Google DeepMind unveils new AI tool for video soundtrack generation

The new tool is set to generate video soundtracks which not only use text prompts to create audio but also consider the content of the video, crafting scenes with a drama score, realistic sound effects, or matching dialogues.

Google DeepMind new AI tool

Google DeepMind has unveiled a new AI tool designed to generate video soundtracks which not only uses text prompts to create audio but also considers the content of the video. By integrating these two aspects, DeepMind claims users can use the tool to craft scenes with 'a drama score, realistic sound effects, or dialogue that matches the characters and tone of a video'.

For the video of a car driving through a cyberpunk-like cityscape, as shown above, Google used the prompt 'cars skidding, car engine throttling, angelic electronic music' to generate the audio with the sounds of skidding align with the car’s movements. 

While another example as shown above creates an underwater soundscape using the prompt, 'jellyfish pulsating underwater, marine life, ocean.'

Although users can include a text prompt, DeepMind notes it is optional. Users don’t need to precisely match the generated audio with the corresponding scenes. According to DeepMind, the tool can generate an 'unlimited' number of soundtracks for videos, providing users with an endless array of audio options. This capability distinguishes it from other AI tools, such as ElevenLabs' sound effects generator, which also uses text prompts to create audio. It might also facilitate pairing audio with AI-generated video from tools like DeepMind’s Veo and Sora.

DeepMind states it trained its AI tool using video, audio, and annotations that include 'detailed descriptions of sound and transcripts of spoken dialogue.' This training enables the video-to-audio generator to synchronize audio events with visual scenes.

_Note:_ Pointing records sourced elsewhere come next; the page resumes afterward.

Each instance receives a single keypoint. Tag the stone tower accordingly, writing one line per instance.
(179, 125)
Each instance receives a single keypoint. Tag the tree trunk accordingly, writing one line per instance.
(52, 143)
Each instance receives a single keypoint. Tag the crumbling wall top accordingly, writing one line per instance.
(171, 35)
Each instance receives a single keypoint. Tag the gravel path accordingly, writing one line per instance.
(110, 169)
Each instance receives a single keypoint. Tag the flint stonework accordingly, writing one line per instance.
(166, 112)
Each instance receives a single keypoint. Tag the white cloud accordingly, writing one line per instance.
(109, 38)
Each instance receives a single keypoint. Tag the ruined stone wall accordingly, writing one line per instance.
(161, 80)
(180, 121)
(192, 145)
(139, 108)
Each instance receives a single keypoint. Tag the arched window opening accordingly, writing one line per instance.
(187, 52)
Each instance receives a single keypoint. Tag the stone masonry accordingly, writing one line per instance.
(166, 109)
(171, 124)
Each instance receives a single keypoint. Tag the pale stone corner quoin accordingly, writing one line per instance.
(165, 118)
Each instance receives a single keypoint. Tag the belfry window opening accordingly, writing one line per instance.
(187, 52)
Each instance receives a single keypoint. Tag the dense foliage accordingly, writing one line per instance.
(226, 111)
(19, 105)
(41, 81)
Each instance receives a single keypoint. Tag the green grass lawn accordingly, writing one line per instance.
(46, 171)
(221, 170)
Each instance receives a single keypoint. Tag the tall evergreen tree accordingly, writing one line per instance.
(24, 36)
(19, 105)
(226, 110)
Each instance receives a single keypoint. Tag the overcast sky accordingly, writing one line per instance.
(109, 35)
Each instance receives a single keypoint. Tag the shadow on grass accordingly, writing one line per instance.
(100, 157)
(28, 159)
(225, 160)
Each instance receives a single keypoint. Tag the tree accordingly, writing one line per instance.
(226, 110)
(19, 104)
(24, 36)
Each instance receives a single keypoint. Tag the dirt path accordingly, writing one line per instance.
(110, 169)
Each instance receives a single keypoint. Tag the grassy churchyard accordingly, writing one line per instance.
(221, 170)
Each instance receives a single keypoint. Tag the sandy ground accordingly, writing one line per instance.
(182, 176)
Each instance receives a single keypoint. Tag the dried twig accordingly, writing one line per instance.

However, the tool does have some limitations. For instance, DeepMind is working to improve its ability to synchronize lip movements with dialogue, as shown in this video of a claymation family. Additionally, the platform points out that the video-to-audio system relies on video quality, so anything grainy or distorted 'can lead to a noticeable drop in audio quality.'

While the tool isn’t available just yet, when it does become available, its audio output will include Google’s SynthID watermark to flag that it’s AI-generated.